More than 90% of global trade depends on bank finance. Dollar liquidity and cross-border payment systems are also crucial for international trading activities. This deep reliance on financial channels makes trade closely linked to global financial and monetary conditions. A shift in interest rates or investor sentiment in a major financial centre can affect trade volumes worldwide. For developing countries, where access to affordable credit is limited, these financial pressures can undermine otherwise viable trade transactions.

The report also highlights the increasing role of financial factors of commodity markets, particularly in essential food systems.

 

For several major food trading companies, more than 75% of income now stems from financial operations rather than the physical movement of goods.

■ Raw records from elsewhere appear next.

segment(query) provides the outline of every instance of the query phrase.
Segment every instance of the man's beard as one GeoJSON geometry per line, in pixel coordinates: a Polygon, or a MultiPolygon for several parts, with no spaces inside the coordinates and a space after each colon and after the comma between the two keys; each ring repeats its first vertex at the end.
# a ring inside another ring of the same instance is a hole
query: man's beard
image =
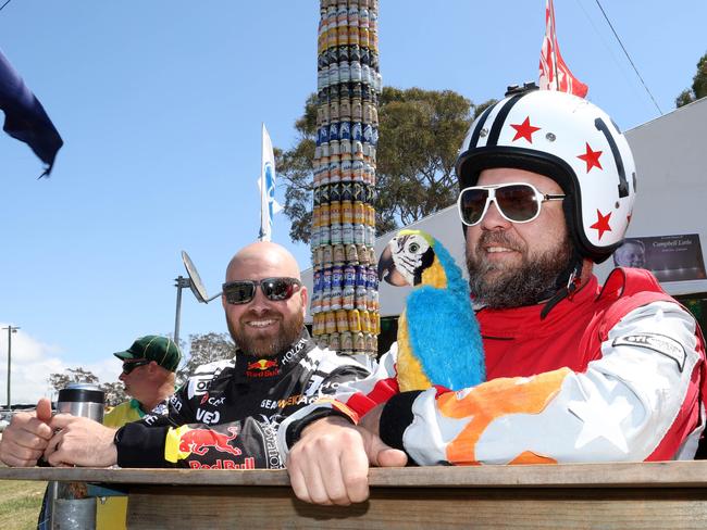
{"type": "MultiPolygon", "coordinates": [[[[243,315],[241,319],[247,316],[248,313],[243,315]]],[[[265,313],[263,315],[258,315],[258,317],[268,318],[275,317],[275,315],[272,313],[265,313]]],[[[280,323],[281,331],[274,337],[264,336],[257,338],[246,332],[245,324],[241,324],[240,321],[232,323],[228,318],[226,318],[231,338],[244,353],[253,357],[275,357],[280,353],[287,350],[302,332],[302,327],[305,326],[305,315],[302,315],[301,312],[297,312],[297,314],[292,318],[283,318],[280,320],[280,323]]]]}
{"type": "Polygon", "coordinates": [[[476,243],[475,252],[467,252],[469,287],[475,303],[501,310],[534,305],[550,298],[557,291],[557,279],[572,260],[572,242],[565,237],[555,248],[530,256],[528,247],[514,241],[503,231],[484,232],[476,243]],[[517,250],[522,255],[520,266],[492,263],[484,257],[483,244],[494,243],[517,250]],[[495,274],[494,274],[495,273],[495,274]],[[493,275],[493,277],[491,277],[493,275]]]}

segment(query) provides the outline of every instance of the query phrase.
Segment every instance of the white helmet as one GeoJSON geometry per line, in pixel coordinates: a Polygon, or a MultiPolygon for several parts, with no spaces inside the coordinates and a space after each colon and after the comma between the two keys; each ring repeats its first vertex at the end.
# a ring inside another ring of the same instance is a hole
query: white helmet
{"type": "Polygon", "coordinates": [[[625,137],[585,99],[534,85],[506,96],[471,124],[456,164],[460,188],[493,167],[551,178],[567,194],[565,218],[576,251],[601,263],[621,245],[633,211],[636,174],[625,137]]]}

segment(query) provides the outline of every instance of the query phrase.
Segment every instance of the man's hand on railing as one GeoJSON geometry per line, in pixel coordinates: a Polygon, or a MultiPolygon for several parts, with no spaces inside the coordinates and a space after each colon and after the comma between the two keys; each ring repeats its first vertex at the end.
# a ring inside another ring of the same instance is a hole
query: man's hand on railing
{"type": "Polygon", "coordinates": [[[2,433],[0,460],[13,467],[36,466],[54,433],[50,420],[51,403],[46,398],[35,412],[16,413],[2,433]]]}
{"type": "Polygon", "coordinates": [[[407,464],[402,451],[389,447],[377,436],[381,406],[359,426],[330,416],[309,425],[287,458],[287,470],[298,499],[308,503],[348,506],[369,496],[369,464],[399,467],[407,464]]]}
{"type": "Polygon", "coordinates": [[[83,416],[58,414],[51,418],[57,431],[45,451],[52,466],[108,467],[117,462],[115,429],[83,416]]]}

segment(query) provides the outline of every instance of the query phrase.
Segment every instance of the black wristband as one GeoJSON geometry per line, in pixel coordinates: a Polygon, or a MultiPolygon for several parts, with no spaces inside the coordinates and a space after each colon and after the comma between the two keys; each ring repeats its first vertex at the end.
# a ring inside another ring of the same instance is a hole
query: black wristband
{"type": "MultiPolygon", "coordinates": [[[[292,422],[287,429],[287,432],[285,433],[285,442],[287,443],[287,447],[292,449],[292,446],[297,443],[307,426],[313,424],[318,419],[328,418],[330,416],[340,416],[342,418],[346,418],[351,421],[351,418],[349,418],[343,412],[337,411],[336,408],[319,408],[312,414],[305,416],[302,419],[298,419],[297,421],[292,422]]],[[[351,425],[354,425],[354,421],[351,421],[351,425]]]]}
{"type": "Polygon", "coordinates": [[[421,393],[422,390],[401,392],[386,402],[379,425],[379,434],[386,445],[405,451],[402,436],[412,424],[412,402],[421,393]]]}

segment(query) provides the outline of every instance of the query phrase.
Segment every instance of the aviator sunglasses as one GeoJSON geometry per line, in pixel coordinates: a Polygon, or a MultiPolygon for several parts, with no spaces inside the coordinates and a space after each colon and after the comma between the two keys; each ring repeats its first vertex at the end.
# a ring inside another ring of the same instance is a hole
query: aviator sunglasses
{"type": "Polygon", "coordinates": [[[150,364],[150,361],[146,358],[139,358],[137,361],[124,361],[123,362],[123,374],[128,375],[131,371],[133,371],[135,368],[138,366],[145,366],[150,364]]]}
{"type": "Polygon", "coordinates": [[[565,197],[542,193],[535,186],[526,182],[471,186],[459,193],[457,210],[464,225],[474,226],[484,218],[493,201],[506,220],[530,223],[541,214],[542,203],[561,201],[565,197]]]}
{"type": "Polygon", "coordinates": [[[297,278],[263,278],[261,280],[236,280],[223,285],[223,295],[230,304],[247,304],[256,298],[256,289],[260,286],[262,293],[272,302],[288,300],[301,287],[297,278]]]}

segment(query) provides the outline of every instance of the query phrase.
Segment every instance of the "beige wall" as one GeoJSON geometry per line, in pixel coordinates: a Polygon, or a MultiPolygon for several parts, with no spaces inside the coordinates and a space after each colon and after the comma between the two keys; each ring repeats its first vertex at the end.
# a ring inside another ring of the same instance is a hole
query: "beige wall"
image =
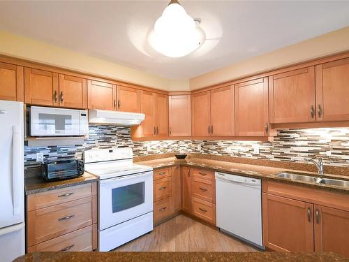
{"type": "Polygon", "coordinates": [[[190,80],[191,90],[349,50],[349,27],[190,80]]]}
{"type": "Polygon", "coordinates": [[[170,80],[55,45],[0,31],[0,54],[164,90],[189,90],[189,80],[170,80]]]}

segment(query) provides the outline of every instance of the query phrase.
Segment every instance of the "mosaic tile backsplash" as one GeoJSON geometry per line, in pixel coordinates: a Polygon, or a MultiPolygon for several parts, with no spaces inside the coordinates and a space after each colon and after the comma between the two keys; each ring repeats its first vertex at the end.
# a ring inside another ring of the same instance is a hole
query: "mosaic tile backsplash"
{"type": "Polygon", "coordinates": [[[89,126],[89,138],[82,145],[44,147],[24,147],[26,166],[36,165],[36,153],[47,161],[82,157],[82,152],[94,147],[132,147],[135,157],[185,152],[258,159],[304,163],[314,155],[325,164],[349,167],[349,129],[285,129],[273,142],[232,140],[163,140],[133,142],[130,128],[89,126]],[[256,153],[259,150],[259,153],[256,153]]]}

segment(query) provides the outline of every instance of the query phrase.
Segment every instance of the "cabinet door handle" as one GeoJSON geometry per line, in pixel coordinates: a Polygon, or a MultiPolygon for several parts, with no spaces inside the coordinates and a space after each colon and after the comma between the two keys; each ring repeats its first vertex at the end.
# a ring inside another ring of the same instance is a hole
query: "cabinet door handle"
{"type": "Polygon", "coordinates": [[[63,249],[59,250],[59,252],[65,252],[65,251],[68,251],[68,250],[69,250],[70,249],[71,249],[71,248],[72,248],[73,247],[74,247],[74,246],[75,246],[75,245],[70,245],[70,246],[68,246],[68,247],[64,247],[63,249]]]}
{"type": "Polygon", "coordinates": [[[310,115],[311,116],[311,118],[314,118],[315,109],[314,109],[314,106],[313,105],[311,105],[310,107],[310,115]]]}
{"type": "Polygon", "coordinates": [[[321,105],[319,104],[318,106],[318,114],[319,115],[319,117],[321,117],[322,115],[322,108],[321,107],[321,105]]]}
{"type": "Polygon", "coordinates": [[[71,219],[72,217],[75,217],[74,214],[71,214],[70,216],[66,216],[66,217],[61,217],[61,218],[58,219],[58,221],[68,220],[68,219],[71,219]]]}
{"type": "Polygon", "coordinates": [[[63,103],[64,99],[64,96],[63,96],[63,91],[61,91],[61,102],[63,103]]]}
{"type": "Polygon", "coordinates": [[[57,101],[57,99],[58,99],[57,90],[54,90],[54,92],[53,93],[53,99],[54,100],[54,102],[57,101]]]}
{"type": "Polygon", "coordinates": [[[71,196],[73,195],[74,193],[71,192],[71,193],[67,193],[67,194],[64,194],[63,195],[59,195],[58,196],[59,198],[63,198],[63,197],[65,197],[65,196],[71,196]]]}
{"type": "Polygon", "coordinates": [[[318,210],[316,210],[315,214],[316,214],[316,224],[319,224],[320,223],[320,213],[319,213],[318,210]]]}

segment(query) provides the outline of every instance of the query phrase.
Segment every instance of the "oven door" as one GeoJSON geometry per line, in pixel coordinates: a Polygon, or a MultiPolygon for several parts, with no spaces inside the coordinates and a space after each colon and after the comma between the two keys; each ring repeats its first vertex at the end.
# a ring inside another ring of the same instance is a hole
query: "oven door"
{"type": "Polygon", "coordinates": [[[99,229],[153,210],[153,172],[100,181],[99,229]]]}
{"type": "Polygon", "coordinates": [[[62,136],[80,135],[80,111],[32,106],[30,108],[30,135],[62,136]]]}

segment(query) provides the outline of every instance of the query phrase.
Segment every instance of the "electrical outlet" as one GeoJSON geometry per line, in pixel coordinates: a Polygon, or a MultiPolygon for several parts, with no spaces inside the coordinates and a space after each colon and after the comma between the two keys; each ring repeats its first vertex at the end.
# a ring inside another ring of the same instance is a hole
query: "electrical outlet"
{"type": "Polygon", "coordinates": [[[36,162],[43,162],[43,153],[36,153],[36,162]]]}
{"type": "Polygon", "coordinates": [[[253,147],[253,154],[259,154],[260,153],[260,145],[258,144],[254,144],[252,145],[253,147]]]}

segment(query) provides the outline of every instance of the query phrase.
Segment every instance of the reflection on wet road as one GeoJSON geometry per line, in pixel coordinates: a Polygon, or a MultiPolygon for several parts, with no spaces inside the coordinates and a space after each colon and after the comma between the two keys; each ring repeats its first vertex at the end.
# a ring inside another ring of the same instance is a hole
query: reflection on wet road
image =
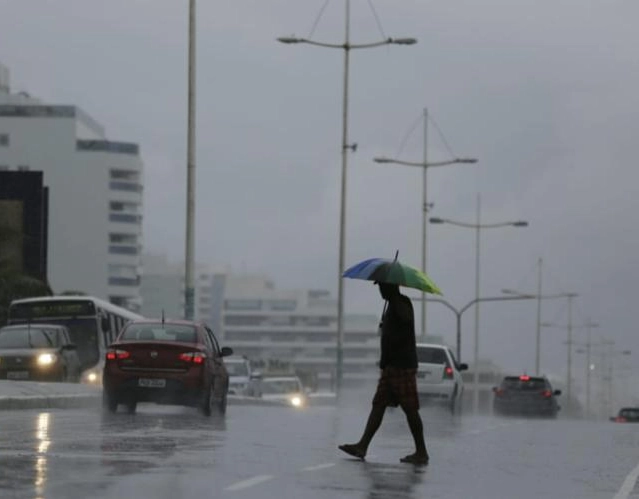
{"type": "Polygon", "coordinates": [[[141,405],[0,414],[0,497],[618,498],[636,494],[631,425],[450,419],[424,411],[428,467],[389,411],[366,462],[336,450],[359,437],[366,406],[229,406],[225,418],[141,405]],[[624,484],[624,480],[626,483],[624,484]]]}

Developing economies face mounting pressures

Developing economies are forecast to grow by 4.3%, significantly faster than advanced economies. But they face higher financing costs, greater exposure to sudden shifts in capital flows and rising climate-related financial risks. These factors limit the fiscal and investment space needed to sustain growth.

The global South accounts for more than 40% of world output, nearly half of global merchandise trade and more than half of global investment inflows.

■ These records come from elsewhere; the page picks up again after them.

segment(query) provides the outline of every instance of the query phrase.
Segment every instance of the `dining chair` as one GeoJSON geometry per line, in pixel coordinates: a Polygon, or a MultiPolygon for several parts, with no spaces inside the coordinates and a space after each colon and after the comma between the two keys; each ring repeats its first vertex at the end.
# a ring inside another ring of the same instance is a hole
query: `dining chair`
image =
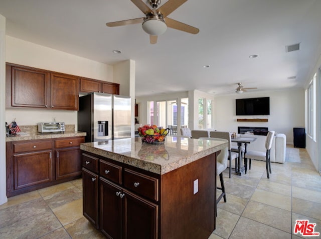
{"type": "Polygon", "coordinates": [[[201,130],[193,130],[191,132],[193,138],[199,138],[201,137],[208,138],[210,136],[209,132],[201,130]]]}
{"type": "Polygon", "coordinates": [[[274,131],[269,131],[266,136],[265,139],[265,148],[266,152],[265,152],[261,151],[249,151],[246,152],[244,155],[244,164],[245,166],[245,174],[247,172],[247,160],[250,160],[249,168],[251,169],[251,160],[265,160],[266,164],[266,176],[267,178],[269,178],[269,172],[272,174],[271,170],[271,160],[270,159],[270,152],[271,148],[272,147],[272,142],[273,138],[275,134],[274,131]]]}
{"type": "MultiPolygon", "coordinates": [[[[215,138],[211,137],[200,137],[200,140],[215,140],[219,141],[224,141],[228,142],[228,140],[221,138],[215,138]]],[[[228,146],[226,147],[221,150],[221,152],[216,157],[216,174],[220,176],[220,182],[221,186],[216,186],[216,188],[222,190],[222,193],[218,198],[216,198],[216,204],[217,205],[220,200],[223,198],[224,202],[226,202],[226,194],[225,193],[225,186],[224,186],[224,180],[223,176],[223,172],[227,168],[227,161],[228,158],[228,146]]],[[[216,215],[217,216],[217,206],[216,207],[216,215]]]]}
{"type": "Polygon", "coordinates": [[[226,140],[228,142],[228,158],[230,163],[229,164],[229,177],[231,178],[231,170],[232,169],[231,166],[231,162],[232,160],[235,160],[235,168],[233,169],[235,170],[235,172],[236,172],[236,164],[237,164],[237,159],[239,157],[239,154],[238,152],[234,152],[232,151],[232,143],[231,142],[231,134],[230,132],[225,132],[223,131],[211,131],[210,132],[210,138],[223,138],[224,140],[226,140]]]}

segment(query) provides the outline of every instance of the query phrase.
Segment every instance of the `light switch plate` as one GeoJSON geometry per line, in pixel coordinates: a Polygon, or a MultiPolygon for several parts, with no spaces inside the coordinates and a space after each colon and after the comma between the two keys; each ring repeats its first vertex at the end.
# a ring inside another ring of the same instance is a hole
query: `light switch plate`
{"type": "Polygon", "coordinates": [[[194,194],[196,194],[197,193],[197,192],[199,192],[199,180],[197,179],[196,180],[194,180],[194,194]]]}

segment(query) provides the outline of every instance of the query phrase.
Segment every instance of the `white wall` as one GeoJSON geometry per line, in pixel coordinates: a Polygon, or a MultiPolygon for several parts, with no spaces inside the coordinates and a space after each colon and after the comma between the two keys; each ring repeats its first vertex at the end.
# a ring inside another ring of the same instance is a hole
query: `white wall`
{"type": "Polygon", "coordinates": [[[306,137],[306,148],[316,170],[321,172],[321,56],[310,72],[306,80],[306,88],[316,72],[316,141],[314,141],[309,136],[306,137]]]}
{"type": "Polygon", "coordinates": [[[214,128],[237,132],[237,127],[268,127],[269,130],[284,134],[288,144],[293,144],[293,128],[304,126],[303,89],[250,92],[217,96],[214,100],[214,128]],[[270,115],[236,116],[235,99],[270,97],[270,115]],[[268,122],[238,122],[237,118],[267,118],[268,122]]]}
{"type": "MultiPolygon", "coordinates": [[[[101,62],[7,36],[6,61],[41,69],[113,82],[113,68],[101,62]]],[[[36,125],[43,121],[64,122],[75,124],[77,112],[33,109],[11,109],[6,111],[6,120],[16,118],[18,125],[36,125]]]]}
{"type": "Polygon", "coordinates": [[[0,15],[0,205],[7,201],[6,173],[6,18],[0,15]]]}

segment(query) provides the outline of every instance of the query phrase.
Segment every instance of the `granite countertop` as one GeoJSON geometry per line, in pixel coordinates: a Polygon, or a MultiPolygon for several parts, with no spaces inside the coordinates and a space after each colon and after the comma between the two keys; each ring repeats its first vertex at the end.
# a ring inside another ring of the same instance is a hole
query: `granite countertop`
{"type": "Polygon", "coordinates": [[[86,132],[66,131],[64,134],[57,133],[41,133],[29,132],[26,134],[11,136],[6,138],[6,142],[20,141],[23,140],[41,140],[44,138],[61,138],[66,137],[75,137],[77,136],[86,136],[86,132]]]}
{"type": "Polygon", "coordinates": [[[81,144],[80,149],[163,174],[227,146],[223,141],[167,136],[164,144],[142,144],[135,138],[81,144]]]}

Yet its role in global financial markets remains limited. Excluding China, developing countries represent only about 12% of global equity market value and around 6% of global bond issuance.

Because their domestic financial markets are small, many developing economies rely on external borrowing at significantly higher cost. Borrowing rates of 7% to 11% are common, compared with 1% to 4% in major advanced economies. 

These elevated costs often reflect structural issues in the international financial architecture rather than economic fundamentals, reducing long-term investment and slowing growth.

Climate vulnerability adds to financial pressures. Countries repeatedly exposed to extreme weather now pay an estimated 20 billion dollars more each year in interest because lenders perceive them as riskier. Since 2006, these additional premiums have cost climate-vulnerable economies about 212 billion dollars – resources that could have supported social investment or climate adaptation.

Dollar dominance continues to anchor global finance

Despite gradual diversification of international reserves, the dollar remains central to global finance. Its share of international payments through SWIFT has risen from 39% to about 50% in five years. 

The United States also accounts for half of global equity market value and about 40% of global bond issuance. 

While this provides stability in uncertain periods, it also links developing economies to financial cycles over which they have limited influence.

Targeted reforms to restore stability and support development

UNCTAD outlines a set of practical reforms aimed at reducing financial vulnerability, improving predictability and supporting stronger alignment between trade, finance and development. The report calls for:

  • Fix the multilateral trade dispute system so rules are enforced and uncertainty is reduced.
  • Update trade rules for today’s economy; including services, digital trade, climate action and new industrial strategies.
  • Close data gaps on trade and investment statistics to better inform and coordinate policies.
  • Reform the international monetary system to limit harmful swings in currencies and capital flows.
  • Strengthen regional and domestic capital markets so developing countries can raise affordable long-term finance.
  • Use macroprudential tools (rules that reduce negative financial spillovers) to better protect trade and investment.
  • Improve transparency in commodity trading and expand access to affordable trade finance, especially for small businesses.

Rebeca Grynspan said reconnecting trade and finance is essential for lasting stability: “What does genuine resilience require? Integrated policy frameworks that recognize links between trade, finance and sustainability.” She added that coordinated reforms can strengthen long-term development prospects: “Fundamentally, we cannot understand trade isolated from finance.”